I spent a few hours at Gyöngyöspata yesterday, which is a tiny town 80 kilometers from Budapest to the North-East. This is the heart of the Mátra wine region, home to many of the new wave, young winemakers who organized the first Volcanic Wine Festival three years ago, to attract wine tourists to this otherwise sleepy village, and to promote the high potential, but still hardly recognized (as a serious player) Mátra region.
Here are just a few wines I tried and found interesting or good, though having a limited time, I obviously missed many producers, and I focused on red wines this time.
To my knowledge there is only one planting of the Beaujolais grape Gamay in Hungary, and it belongs to Nagygombos Winery. They make a rosé from it, aiming for more weight than usual in rosé, so it’s partly aged in barrels. It’s still not heavy or oaky, but has personality for sure.
Local winemakers invited some guest producers from other regions (which also have volcanic solis), so here is a winery called Dénes Hegybirtok from Somló, a wine region close to the Austrian border. That part of the country is white wine territory, but here is a red, based on Kékfrankos (Blaufrankisch). It’s a playful, bright cool climate wine having some resemblance to some Austrian wines. Quite delicate and easy to drink, I liked it a lot.
This bottle is a white wine from Bata-Loyal, a newish Mátra producer, and while I found the label fancy, what impressed me was their cask sample of their 2018 Kékfrankos. It’s soon to be bottled and I can’t wait to taste it again – it was full of crunchy berry fruits, so bright and fruity, easy to drink but not simple.
Like in a brochure about the Hungarian countryside.
The view from the hillside, where you find the old cellars, which gave home to the festival.
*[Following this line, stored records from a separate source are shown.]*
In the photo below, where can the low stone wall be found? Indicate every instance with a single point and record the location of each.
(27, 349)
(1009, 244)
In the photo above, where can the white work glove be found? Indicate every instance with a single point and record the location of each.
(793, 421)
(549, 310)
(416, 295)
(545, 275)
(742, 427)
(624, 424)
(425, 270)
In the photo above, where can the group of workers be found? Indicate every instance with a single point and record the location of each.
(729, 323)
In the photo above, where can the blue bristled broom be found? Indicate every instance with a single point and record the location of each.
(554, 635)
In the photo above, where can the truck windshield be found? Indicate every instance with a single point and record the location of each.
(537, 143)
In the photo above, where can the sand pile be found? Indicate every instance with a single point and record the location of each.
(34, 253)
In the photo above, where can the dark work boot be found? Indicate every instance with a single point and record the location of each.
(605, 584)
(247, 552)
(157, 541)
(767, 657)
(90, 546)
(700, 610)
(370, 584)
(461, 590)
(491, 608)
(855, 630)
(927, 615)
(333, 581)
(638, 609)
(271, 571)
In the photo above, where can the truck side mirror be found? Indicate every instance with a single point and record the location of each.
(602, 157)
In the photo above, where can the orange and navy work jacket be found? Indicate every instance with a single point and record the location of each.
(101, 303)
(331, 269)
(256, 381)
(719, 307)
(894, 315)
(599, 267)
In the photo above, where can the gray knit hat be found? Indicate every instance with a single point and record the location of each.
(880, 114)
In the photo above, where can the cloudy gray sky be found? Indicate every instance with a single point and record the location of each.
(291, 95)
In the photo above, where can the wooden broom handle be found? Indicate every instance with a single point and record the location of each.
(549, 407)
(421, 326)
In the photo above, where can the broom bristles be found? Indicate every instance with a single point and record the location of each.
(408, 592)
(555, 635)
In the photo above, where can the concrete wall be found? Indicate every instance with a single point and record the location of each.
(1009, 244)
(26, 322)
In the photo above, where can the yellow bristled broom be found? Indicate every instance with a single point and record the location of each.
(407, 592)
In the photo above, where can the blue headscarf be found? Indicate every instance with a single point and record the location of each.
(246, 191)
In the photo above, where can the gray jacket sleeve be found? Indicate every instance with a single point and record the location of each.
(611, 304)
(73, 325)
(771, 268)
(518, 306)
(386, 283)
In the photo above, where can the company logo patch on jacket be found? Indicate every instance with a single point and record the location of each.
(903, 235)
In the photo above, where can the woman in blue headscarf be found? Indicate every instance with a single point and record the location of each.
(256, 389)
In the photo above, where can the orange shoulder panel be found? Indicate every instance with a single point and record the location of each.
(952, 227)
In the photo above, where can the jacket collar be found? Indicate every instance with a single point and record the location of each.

Kékhegy is one the best producers in the Mátra. I recently reviewed their lovely siller wine here, and this time the Cabernet Franc called Andesit impressed me.
Finally, my top pick from the event. Páger is a new producer, and their not yet released Kékfrankos 2018 blew me away. It has real depth and power but it neither tastes oaky or heavy. They are now definitely on my watch list.